Of course, Saddam was not cooperative. One just has to read Scott Ritter’s account in his book Endgame to be convinced of this. I’m not defending Saddam, and I’m not trying to convince anyone that he was cooperating with the U.N. Inspections regime as fully as he was required to. But we must ask ourselves: who do we trust more? I was very impressed with Hans Blix’s work. I believe that the Iraqui regime was beginning to show cooperation. This was what truly scared the Bush administration: if Saddam was cooperating, there was no good case for invasion. There was also a lot of evidence of American involvement in Saddam’s weapons programs to hide. We apparently had to censor Iraq’s weapons declaration so that we could continue to declare Saddam an uncooperative madman and America blameless. See [Project Censored){http://www.projectcensored.org/publications/2004/3.html), The Baltimore Chronicle, and The Sunday Herald.

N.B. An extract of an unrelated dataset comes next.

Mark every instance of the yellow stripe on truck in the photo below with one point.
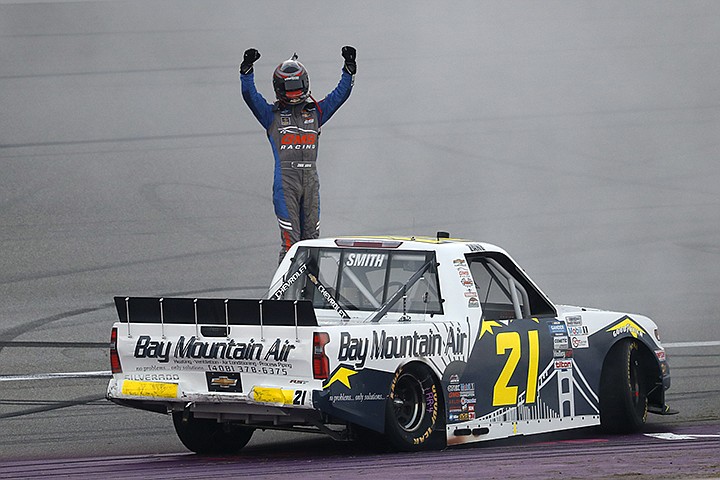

According to Project Censored:

Throughout the winter of 2002, the Bush administration publicly accused Iraqi weapons declarations of being incomplete. The almost unbelievable reality of this situation is that it was the United States itself that had removed over 8,000 pages of the 11,800 page original report.

And from The Sunday Herald:

The full extent of Washington’s complete control over who sees what in the crucial Iraqi dossier calls into question the allegations made by US Secretary of State Colin Powell that ‘omissions’ in the document constituted a ‘material breach’ of the latest UN resolution on Iraq.

Well, yeah.

Sullivan also writes:

The anti-war left sees a real advantage in stripping down the claims in people’s receding memories to ones that were not made but which can now be debunked… It’s propaganda, to which the media in particular seems alarmingly prone to parroting. We have to resist it at every stop — because this war has not yet been won, and the really crucial battle, now as before, is at home.

And I couldn’t agree more. We have to resist the use of propaganda and remember how the war was sold. And we have to be aware of the sea of propaganda we swim in daily, and keep in mind that retroactive justification for some good that may come from Saddam Hussein’s removal from power cannot justify one sovereign nation invading and occupying another that did not pose a credible threat. Not “imminent,” credible. And no amount of nitpicking can make that that justification true.